李华猛地扑倒雪白的肉体上,嘴巴和双手暴风骤雨一般蹂躏着身下不幸的警花,近距离把玩中,李华发现了春丽迷人的肉体上残留着的之前被强暴的痕迹,无论是略微红肿的乳头和阴唇还是雪白肌肤上淡淡的指印和绑痕,都让人浮想联翩。
“这么好的白菜让他妈的猪给拱了,”李华喘息着,直起身子,双手扶着春丽丰腴的大腿,将要爆炸的鸡巴顶在了她的玉门前,“终于轮到我了,也该轮到我了。”挺腰,冲刺,怒涨的阳具破关而入,出乎他的意料,尽管他确信春丽就在今天早上还被人蹂躏奸淫过,而且不止一次,但是她的阴道却比他上过的绝大多数女人要紧致得多,甚至和一些处女相比都不遑多让,这也许就是天赋异禀吧。
“爽!”李华大吼一声,大力征伐起来,可惜春丽的双腿被禁锢在床角,活动空间有限,不能让他将那两个绝好的炮架子架在肩头,但是,春丽的一对翘乳同样诱人,李华双手揉搓着饱满的奶子,腰下发力快速抽动,虽然一开始春丽的阴道还颇为干涩,但是在他的辛勤耕耘下渐渐地湿润起来,紧致温暖的软肉紧紧包裹着他的肉棒,给他带来了如潮的快乐和成就感,“真他妈舒服,你这个假正经的贱货,还不是被我肏到流水了,”想着之前接触时春丽那副高冷美艳的样子,再看着眼前任由自己玩弄凄惨诱人的美肉,李华只觉得一种报复的快感,“臭婊子,让你骄傲,让你牛逼,现在还不是被我乖乖地肏逼。”李华粗俗地叫骂着,忽然看到春丽的睫毛挑动了几下,脸上露出痛苦的表情来,眼看她就要醒来,李华俯下身子,一边全力挺动冲刺,一边狠狠吻到她的丹唇上。

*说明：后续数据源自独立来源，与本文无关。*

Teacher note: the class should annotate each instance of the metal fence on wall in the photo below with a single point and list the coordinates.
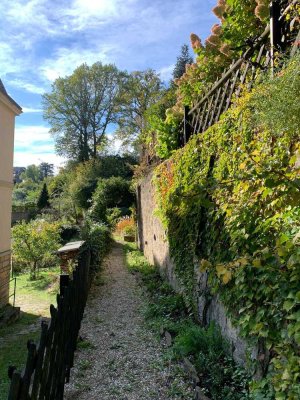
(278, 36)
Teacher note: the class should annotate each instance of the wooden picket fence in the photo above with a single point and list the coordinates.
(279, 35)
(49, 363)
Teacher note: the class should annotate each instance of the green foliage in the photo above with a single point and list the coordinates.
(221, 378)
(182, 60)
(231, 199)
(161, 135)
(43, 200)
(142, 89)
(109, 194)
(34, 244)
(80, 107)
(98, 238)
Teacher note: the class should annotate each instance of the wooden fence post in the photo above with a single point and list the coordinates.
(275, 31)
(186, 125)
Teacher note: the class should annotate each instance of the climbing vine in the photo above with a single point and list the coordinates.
(230, 202)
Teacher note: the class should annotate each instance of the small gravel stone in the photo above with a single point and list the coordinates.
(123, 360)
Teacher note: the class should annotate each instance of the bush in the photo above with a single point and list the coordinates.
(98, 238)
(126, 226)
(110, 193)
(68, 232)
(35, 243)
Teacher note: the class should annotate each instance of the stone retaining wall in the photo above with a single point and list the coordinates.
(5, 265)
(153, 242)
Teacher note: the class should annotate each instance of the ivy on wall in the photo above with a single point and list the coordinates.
(230, 202)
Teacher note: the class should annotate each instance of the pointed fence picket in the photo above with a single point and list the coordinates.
(49, 363)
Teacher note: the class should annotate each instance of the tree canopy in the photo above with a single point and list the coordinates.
(142, 89)
(80, 108)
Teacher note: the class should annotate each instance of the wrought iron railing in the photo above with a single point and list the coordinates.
(259, 56)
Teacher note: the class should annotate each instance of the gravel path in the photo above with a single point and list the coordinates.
(122, 360)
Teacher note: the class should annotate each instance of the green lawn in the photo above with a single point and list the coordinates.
(34, 298)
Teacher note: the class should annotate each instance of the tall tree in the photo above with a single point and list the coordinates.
(142, 89)
(32, 172)
(43, 200)
(80, 108)
(182, 60)
(46, 170)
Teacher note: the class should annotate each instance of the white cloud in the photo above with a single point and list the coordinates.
(27, 136)
(29, 87)
(166, 72)
(31, 110)
(24, 159)
(33, 145)
(67, 59)
(8, 62)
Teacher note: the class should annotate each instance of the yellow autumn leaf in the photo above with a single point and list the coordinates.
(256, 262)
(204, 265)
(226, 277)
(243, 261)
(220, 269)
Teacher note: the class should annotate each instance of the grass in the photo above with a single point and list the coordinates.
(34, 298)
(221, 378)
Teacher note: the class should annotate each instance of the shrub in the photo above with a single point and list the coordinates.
(126, 226)
(110, 193)
(34, 244)
(98, 238)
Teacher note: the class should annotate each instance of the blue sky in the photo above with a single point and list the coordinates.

黑暗中,春丽做了一个可怕的噩梦,老大,秃头,秀才,花蛇,少帮主,李爽乃至一群海盗,这些曾给她带来无穷痛苦和屈辱的罪犯团团将她包围,尽管她视图拼命抵抗,身体却软绵绵地使不上力气,她只能任由一个个沉重的身体压到她身上,一张张腥臭的嘴巴亲吻着她的脸庞,一只只粗糙的大手玩弄着她的双丸,一根根粗大的肉棒奸淫着她的花径,她感觉自己如同被琥珀包住的昆虫一般无从发力又痛苦不堪,她竭力地在脑海中呐喊、挣扎,要冲破那令人窒息的黑暗。
“不……”春丽忽然大叫一声,吓了李华一跳,但他旋即加快了抽动的速度,淫笑道:“美人,爽不爽?”

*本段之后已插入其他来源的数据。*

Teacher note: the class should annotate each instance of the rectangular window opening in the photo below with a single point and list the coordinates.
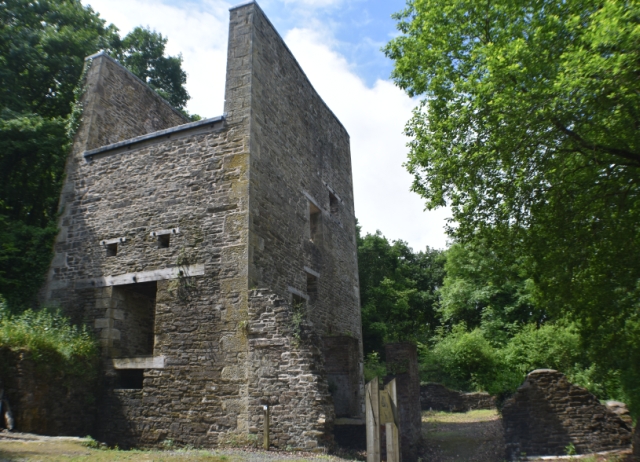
(312, 286)
(333, 204)
(298, 302)
(164, 240)
(137, 305)
(314, 222)
(112, 249)
(129, 379)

“你……不……”春丽视线渐渐清晰起来,她才发现梦中的遭遇原来是真实的,自己再次被奸污了,“你这个畜生,滚开!”春丽的挣动在手铐的束缚下如同蚍蜉撼树一般毫无意义,“别费劲了,这个床可是焊死的铁床,你就乖乖挨肏吧。”说着李华再次吻上了春丽的绛唇,粗大的舌头犹如章鱼触手一般扫着她饱满的唇瓣,湿漉漉黏糊糊的感觉让春丽几乎要发疯,她唯一能做的就是狠狠咬下去,“赫,你个臭婊子,”刚刚恢复的身体没法提供足够的力量,李华挺起身子一巴掌抽在春丽的脸上,“你他妈这两天都被多人男人肏过了,装什么圣女,看看,你这骚逼水可越来越多了。”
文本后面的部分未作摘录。